In the morning, through the door with the wire netting, I saw a ribbon of dust above a mass of stones that had once been the rampart of the fort. It was the sidecar motorcycle coming back from somewhere or other. It parked outside the command post. The rider got off and helped a man out of the sidecar. The passenger was a middle-aged, almost light-skinned mixed-race man, quite frail and stooped, his ovoid skull balding at the front; he was wearing a crumpled suit and prescription glasses and holding a threadbare bag to his chest. Captain Gerima shook his hand warmly and motioned him to follow him into his office. A few minutes later, Joma came to fetch Hans. I asked him where he was planning to take my friend. ‘To the infirmary,’ he retorted. I reminded him I was a doctor; Joma laughed and made the ridiculous statement that in Africa, all you needed was a witch doctor. Two men lifted Hans and dragged him to a shack behind the command post.
I waited for Hans all morning and all afternoon, but he didn’t come back. When I asked after him, all I got was insults.
‘He’s a good doctor,’ Bruno reassured me. ‘He tended my dysentery. At least he has proper drugs.’
‘Is he a real doctor?’
‘I think so. I don’t know where he lives, but the captain sometimes sends for him when someone is seriously ill.’
Night fell, and I still hadn’t seen Hans again.
The next day, and in the days after that, no sign of Hans. I started to panic and asked to speak to the captain. He wouldn’t see me, but sent Joma to make it clear to me that a hostage would do better to behave himself if he wanted to get home in one piece. I dismissed these threats and demanded to know how my friend was. All I got in return was a string of curses and mimed throat cutting.

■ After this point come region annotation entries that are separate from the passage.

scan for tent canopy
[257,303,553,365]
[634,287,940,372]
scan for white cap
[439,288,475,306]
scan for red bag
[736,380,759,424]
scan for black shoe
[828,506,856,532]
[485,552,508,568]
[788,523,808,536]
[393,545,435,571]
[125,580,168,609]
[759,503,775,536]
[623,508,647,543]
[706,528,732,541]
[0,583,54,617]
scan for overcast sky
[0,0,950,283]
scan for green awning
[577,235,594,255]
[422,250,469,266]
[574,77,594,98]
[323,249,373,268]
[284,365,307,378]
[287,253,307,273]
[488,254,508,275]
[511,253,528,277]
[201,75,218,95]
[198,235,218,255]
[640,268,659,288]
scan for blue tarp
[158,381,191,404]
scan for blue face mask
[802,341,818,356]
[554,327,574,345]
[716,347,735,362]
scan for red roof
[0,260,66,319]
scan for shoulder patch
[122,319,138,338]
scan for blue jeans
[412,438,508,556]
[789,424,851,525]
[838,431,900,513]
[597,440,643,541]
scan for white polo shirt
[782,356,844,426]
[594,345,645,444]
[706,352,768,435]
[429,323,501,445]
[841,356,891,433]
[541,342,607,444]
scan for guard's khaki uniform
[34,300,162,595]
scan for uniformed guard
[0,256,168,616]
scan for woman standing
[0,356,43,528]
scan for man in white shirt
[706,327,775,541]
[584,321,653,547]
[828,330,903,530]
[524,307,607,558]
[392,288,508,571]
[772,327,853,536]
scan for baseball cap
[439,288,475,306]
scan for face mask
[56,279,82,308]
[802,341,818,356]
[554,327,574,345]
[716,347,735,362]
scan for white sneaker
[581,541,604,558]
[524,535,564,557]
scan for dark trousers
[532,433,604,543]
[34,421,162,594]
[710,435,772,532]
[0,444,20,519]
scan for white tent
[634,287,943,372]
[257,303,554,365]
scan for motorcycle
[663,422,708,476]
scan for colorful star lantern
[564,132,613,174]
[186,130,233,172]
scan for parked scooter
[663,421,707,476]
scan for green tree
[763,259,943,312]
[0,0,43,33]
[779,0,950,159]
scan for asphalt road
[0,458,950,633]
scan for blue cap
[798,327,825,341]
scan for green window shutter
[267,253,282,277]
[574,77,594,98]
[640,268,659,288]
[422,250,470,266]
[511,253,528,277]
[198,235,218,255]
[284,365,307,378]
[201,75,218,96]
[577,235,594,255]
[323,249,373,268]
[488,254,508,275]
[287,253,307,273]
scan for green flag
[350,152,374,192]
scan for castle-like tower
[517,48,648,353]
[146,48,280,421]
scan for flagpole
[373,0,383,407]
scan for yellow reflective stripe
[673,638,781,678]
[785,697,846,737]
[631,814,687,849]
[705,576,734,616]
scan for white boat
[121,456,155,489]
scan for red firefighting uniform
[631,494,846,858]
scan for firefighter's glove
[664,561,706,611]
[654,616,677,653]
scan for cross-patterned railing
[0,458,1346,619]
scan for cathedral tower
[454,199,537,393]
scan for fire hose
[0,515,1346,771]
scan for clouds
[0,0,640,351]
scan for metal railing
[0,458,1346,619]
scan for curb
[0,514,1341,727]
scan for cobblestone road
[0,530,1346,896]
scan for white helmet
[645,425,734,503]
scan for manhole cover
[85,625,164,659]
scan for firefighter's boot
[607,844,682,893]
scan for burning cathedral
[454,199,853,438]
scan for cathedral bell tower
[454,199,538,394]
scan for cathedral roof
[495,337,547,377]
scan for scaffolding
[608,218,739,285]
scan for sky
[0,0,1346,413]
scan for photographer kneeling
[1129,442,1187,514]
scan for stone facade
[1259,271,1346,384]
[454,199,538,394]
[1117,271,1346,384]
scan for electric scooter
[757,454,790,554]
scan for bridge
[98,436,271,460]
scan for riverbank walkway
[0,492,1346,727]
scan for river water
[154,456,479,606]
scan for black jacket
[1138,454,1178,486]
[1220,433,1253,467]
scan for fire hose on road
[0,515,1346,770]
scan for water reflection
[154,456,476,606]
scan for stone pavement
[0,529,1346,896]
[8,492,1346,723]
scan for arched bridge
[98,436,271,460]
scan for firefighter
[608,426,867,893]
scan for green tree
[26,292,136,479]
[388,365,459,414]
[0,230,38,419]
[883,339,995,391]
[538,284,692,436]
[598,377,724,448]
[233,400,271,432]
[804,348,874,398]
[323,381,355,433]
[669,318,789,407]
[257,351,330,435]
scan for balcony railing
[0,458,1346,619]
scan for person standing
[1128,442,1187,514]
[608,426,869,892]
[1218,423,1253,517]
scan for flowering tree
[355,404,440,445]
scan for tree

On the fourth day, the sidecar motorcycle left the fort, with the doctor on board. Hans remained in the ‘infirmary’. It was only after a week that I saw him, a bandage around his chest, escorted by Blackmoon as far as a sheet-metal sentry box which served as the latrines.
‘Why are they isolating him?’ I asked Bruno, dreading a serious infection that the pirates were trying to hide from me.
‘We’re the ones they’re isolating, Monsieur Krausmann,’ he said. ‘If our kidnappers are giving your friend such special treatment, it must mean they’ve struck a deal for him.’